C'était la polémique du week-end. Face à l'organisation d'un meeting électoral en présence du ministre turc des Affaires étrangères à Metz dimanche 12 mars, François Fillon a accusé François Hollande de rompre "de manière flagrante la solidarité européenne" .

"Il est évident qu'une position commune aurait dû prévaloir pour gérer les demandes turques. Le gouvernement français aurait dû empêcher la tenue de ce meeting", estime le candidat de la droite à la présidentielle, qui a pris la parole par l'intermédiaire d'un communiqué.

La veille, le gouvernement des Pays-Bas avait empêché l'entrée sur son territoire du chef de la diplomatie turque Mevlut Cavusoglu, qui souhaitait participer à une réunion politique dans la perspective du référendum constitutionnel prévu prochainement par Ankara. "Le ministre turc était aussitôt accueilli en France avec empressement par le gouvernement de François Hollande", écrit François Fillon pour qui "cette affaire a été mal gérée de bout en bout".

AYRAULT JOUE L'APAISEMENT

"En agissant ainsi François Hollande rompt de manière flagrante la solidarité européenne", lance t-il. "De plus, deux de nos plus proches alliés, l'Allemagne et les Pays-Bas, ont été publiquement insultés de façon inqualifiable par les dirigeants turcs", poursuit le candidat de la droite. Recep Tayyip Erdogan a déploré un comportement rappelant "le nazisme et le fascisme" après le refoulement d'une ministre turque par les Pays-Bas, affirmant que ce pays en "paiera le prix". Une semaine plus tôt, il avait assimilé à des "pratiques nazies" l'annulation de meetings de ses soutiens en Allemagne.

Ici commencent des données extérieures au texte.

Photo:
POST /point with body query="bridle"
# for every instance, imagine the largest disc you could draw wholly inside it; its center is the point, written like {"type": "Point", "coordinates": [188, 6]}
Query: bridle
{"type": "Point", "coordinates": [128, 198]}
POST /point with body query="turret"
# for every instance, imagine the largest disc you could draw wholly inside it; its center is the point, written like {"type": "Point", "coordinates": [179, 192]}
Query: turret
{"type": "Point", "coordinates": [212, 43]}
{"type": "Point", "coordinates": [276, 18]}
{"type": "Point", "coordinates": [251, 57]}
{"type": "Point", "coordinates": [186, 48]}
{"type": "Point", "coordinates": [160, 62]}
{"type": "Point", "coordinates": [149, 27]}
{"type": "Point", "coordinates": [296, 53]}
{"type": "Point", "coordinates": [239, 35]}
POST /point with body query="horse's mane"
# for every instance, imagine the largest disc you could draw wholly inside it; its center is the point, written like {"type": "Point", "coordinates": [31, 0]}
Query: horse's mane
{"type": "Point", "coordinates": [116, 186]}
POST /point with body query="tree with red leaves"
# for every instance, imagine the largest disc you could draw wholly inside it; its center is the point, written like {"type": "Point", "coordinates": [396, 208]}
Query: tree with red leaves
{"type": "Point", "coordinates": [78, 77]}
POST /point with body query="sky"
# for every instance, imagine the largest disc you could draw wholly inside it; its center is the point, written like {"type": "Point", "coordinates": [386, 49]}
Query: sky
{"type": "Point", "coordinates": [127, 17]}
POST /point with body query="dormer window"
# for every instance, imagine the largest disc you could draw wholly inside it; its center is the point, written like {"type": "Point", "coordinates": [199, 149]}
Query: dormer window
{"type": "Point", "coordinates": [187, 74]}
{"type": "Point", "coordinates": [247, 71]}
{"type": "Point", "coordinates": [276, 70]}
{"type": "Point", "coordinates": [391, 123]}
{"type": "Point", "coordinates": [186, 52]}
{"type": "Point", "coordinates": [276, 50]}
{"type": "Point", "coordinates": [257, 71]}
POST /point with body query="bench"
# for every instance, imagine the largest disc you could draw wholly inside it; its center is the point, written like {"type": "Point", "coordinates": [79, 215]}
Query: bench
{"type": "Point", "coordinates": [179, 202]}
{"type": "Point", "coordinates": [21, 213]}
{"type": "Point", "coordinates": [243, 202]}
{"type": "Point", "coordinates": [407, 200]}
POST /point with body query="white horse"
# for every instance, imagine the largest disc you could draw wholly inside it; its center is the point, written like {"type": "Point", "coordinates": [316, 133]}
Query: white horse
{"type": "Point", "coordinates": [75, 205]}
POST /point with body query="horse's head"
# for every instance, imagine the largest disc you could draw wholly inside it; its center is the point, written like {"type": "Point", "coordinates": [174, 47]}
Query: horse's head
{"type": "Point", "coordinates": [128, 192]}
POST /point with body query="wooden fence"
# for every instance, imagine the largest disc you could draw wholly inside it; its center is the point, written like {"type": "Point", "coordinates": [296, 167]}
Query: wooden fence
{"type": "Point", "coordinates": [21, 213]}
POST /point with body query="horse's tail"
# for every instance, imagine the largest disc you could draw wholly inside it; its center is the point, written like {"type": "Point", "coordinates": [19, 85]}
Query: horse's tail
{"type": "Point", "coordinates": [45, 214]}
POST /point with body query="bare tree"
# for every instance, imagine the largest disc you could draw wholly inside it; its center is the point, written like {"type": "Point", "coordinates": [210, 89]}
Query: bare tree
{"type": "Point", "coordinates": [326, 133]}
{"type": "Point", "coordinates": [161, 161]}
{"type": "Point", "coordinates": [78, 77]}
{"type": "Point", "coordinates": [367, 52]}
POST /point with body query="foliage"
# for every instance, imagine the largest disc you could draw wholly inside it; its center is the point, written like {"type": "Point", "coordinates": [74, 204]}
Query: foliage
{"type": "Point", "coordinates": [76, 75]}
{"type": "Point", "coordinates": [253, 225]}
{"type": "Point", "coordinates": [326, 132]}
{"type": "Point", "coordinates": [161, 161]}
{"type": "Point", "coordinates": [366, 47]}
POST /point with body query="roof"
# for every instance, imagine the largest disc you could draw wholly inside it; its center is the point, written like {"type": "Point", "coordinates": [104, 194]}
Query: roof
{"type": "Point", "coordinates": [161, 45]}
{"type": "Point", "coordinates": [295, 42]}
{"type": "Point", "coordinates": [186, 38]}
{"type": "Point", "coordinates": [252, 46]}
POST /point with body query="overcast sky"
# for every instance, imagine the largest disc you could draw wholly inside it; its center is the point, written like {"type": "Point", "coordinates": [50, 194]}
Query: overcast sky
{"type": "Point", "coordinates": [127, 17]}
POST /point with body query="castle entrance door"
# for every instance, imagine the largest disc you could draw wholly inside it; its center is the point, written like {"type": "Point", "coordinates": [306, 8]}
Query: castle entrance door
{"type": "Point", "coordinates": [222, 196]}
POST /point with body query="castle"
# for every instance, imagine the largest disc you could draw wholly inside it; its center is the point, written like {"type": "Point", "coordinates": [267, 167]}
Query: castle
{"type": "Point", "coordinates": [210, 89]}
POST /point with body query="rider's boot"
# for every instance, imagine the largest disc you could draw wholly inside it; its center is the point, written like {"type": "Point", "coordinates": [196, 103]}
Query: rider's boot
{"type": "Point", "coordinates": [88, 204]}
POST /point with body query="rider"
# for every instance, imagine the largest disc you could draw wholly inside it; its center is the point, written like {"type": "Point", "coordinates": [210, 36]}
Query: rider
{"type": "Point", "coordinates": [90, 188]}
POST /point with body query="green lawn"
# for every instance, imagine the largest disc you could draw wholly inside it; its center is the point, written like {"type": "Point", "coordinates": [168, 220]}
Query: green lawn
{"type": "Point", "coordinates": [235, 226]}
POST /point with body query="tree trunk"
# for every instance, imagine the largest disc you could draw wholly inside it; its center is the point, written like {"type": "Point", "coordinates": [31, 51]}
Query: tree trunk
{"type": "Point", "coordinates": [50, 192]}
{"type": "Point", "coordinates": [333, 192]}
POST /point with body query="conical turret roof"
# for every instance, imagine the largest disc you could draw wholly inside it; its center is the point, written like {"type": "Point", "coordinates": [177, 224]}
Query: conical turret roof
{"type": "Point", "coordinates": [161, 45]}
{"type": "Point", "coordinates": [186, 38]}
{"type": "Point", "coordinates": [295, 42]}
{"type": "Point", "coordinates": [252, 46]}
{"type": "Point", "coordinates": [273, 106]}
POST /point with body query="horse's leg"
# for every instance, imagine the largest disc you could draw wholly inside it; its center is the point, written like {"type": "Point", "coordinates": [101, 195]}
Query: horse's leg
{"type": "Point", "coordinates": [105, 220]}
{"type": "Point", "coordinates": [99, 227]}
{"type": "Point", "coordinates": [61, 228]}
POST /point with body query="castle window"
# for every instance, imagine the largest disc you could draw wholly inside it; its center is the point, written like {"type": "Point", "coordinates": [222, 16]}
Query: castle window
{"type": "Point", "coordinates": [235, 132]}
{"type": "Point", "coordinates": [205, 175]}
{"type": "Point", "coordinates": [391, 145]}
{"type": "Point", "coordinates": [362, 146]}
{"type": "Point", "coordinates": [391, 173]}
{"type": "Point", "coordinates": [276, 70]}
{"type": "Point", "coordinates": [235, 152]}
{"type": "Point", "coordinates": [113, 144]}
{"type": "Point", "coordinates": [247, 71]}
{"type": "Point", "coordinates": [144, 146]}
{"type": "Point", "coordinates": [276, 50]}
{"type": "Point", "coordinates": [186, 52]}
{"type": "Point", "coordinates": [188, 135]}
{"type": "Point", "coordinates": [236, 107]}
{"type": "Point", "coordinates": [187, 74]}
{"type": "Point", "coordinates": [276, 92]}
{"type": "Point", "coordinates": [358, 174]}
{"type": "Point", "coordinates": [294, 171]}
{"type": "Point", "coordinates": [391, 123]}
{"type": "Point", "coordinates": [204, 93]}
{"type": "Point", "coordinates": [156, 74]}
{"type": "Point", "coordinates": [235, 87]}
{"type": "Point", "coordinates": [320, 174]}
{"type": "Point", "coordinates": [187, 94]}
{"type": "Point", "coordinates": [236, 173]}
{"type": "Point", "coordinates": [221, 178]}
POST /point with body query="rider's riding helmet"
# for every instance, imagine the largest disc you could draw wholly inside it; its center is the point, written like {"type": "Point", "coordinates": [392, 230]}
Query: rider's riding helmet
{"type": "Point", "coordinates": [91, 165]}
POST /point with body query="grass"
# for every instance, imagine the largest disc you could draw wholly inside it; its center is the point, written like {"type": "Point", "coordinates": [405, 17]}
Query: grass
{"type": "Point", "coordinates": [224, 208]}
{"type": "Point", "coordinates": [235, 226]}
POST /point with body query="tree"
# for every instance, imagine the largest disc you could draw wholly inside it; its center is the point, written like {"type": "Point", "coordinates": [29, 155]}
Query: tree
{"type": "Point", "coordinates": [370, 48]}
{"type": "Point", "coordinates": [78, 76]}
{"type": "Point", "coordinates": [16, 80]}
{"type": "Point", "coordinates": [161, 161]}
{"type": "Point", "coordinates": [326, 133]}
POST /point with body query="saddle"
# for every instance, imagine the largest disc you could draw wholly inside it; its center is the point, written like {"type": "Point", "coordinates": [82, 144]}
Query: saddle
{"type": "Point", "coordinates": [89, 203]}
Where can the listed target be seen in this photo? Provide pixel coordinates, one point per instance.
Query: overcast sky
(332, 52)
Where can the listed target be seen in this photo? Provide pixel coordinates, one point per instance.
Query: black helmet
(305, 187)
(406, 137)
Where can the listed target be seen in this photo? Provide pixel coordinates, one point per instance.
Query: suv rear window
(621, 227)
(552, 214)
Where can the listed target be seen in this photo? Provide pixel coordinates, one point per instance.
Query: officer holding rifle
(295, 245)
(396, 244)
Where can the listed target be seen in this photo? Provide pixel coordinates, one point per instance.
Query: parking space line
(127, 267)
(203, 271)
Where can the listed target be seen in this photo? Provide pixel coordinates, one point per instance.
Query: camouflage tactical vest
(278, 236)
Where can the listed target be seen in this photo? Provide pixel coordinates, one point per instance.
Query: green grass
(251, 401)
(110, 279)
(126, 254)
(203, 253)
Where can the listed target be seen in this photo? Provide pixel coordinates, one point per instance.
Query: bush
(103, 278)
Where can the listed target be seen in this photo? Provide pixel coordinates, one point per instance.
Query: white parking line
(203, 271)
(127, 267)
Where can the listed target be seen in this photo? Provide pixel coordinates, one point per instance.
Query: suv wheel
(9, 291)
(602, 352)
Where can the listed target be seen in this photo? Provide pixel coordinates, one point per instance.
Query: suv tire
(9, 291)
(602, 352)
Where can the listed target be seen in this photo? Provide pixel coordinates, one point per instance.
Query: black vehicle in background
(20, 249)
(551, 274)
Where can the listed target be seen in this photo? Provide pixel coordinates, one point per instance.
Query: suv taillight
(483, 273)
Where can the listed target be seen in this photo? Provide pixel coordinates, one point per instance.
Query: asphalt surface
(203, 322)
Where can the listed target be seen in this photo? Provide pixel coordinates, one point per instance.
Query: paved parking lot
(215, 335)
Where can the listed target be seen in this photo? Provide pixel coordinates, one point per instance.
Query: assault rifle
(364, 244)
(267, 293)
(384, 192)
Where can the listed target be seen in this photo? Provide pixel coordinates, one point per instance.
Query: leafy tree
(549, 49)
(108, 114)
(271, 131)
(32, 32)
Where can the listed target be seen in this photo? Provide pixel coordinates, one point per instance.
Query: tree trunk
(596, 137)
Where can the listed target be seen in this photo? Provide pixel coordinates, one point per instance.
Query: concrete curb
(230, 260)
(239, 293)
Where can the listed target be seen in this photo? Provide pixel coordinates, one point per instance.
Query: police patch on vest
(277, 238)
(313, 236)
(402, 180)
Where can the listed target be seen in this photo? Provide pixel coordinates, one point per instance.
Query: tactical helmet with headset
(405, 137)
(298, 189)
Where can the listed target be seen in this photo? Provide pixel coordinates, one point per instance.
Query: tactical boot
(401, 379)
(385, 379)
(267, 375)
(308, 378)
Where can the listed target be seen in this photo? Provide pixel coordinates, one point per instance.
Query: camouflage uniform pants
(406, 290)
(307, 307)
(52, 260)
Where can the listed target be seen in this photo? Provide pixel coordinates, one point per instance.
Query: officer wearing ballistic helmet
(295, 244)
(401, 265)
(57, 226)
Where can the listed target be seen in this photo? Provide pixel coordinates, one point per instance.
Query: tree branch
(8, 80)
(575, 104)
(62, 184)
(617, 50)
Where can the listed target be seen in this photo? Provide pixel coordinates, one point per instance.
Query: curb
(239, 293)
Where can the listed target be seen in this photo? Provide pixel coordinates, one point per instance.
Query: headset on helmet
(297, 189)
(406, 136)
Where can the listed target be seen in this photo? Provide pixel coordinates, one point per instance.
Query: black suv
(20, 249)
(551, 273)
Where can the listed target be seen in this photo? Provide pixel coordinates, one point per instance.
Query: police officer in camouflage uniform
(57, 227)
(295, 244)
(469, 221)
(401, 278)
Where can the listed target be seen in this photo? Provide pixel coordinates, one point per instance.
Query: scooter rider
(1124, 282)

Du côté du gouvernement, Jean-Marc Ayrault a invité les "autorités turques à éviter les excès et les provocations", tout en justifiant la position de l'exécutif. "En l'absence de menace avérée à l'ordre public, il n'y avait pas de raison d'interdire cette réunion qui, au demeurant, ne présentait aucune possibilité d'ingérence dans la vie politique française", a t-il indiqué.
 
118 commentaires - Le gouvernement aurait-il dû interdire le meeting pro-Erdogan de Metz ?
  • En France, ne peut être interdit que ce qui contreviendrait à la Loi, les possibles troubles à l'ordre public entrant dans ce cadre.
    D'un point de vue légal, il était donc bien difficile, voire impossible, d'interdire le meeting litigieux.
    D'un point de vue politique ou moral (pour une fois, les deux se rejoignent), on peut regretter la tenue d'un meeting pour la promotion d'un régime autoritaire, mais alors, il faut changer la Loi (en sachant que le cadrage ne sera pas facile à trouver) et non critiquer le pouvoir actuel.
    Quant à interdire tout meeting relatif à la politique d'un autre pays, cela ne correspond pas aux usages démocratiques. Par exemple, les candidats pour être députés des Français de l'étranger organisent hors de France des réunions de leurs sympathisants et pourraient perdre les autorisations par réciprocité des mesures restrictives. Est-ce souhaitable ?

  • Quel abaissement !
    On entre en France comme dans un moulin et pour y faire campagne pour des intérêts étrangers ! Et quels intérêts étranger ? Etrangers à nos valeurs ! Opposés à nos valeurs même !

  • Pays des Droits de l'Homme, la France socialiste accueille un partisan d'une dictature !!! Macron n'a pas condamné, donc il soutient !

  • oui il aurait du , mais ...

  • Il n'y a plus de gouvernement depuis qu'ils ont tous été recasés.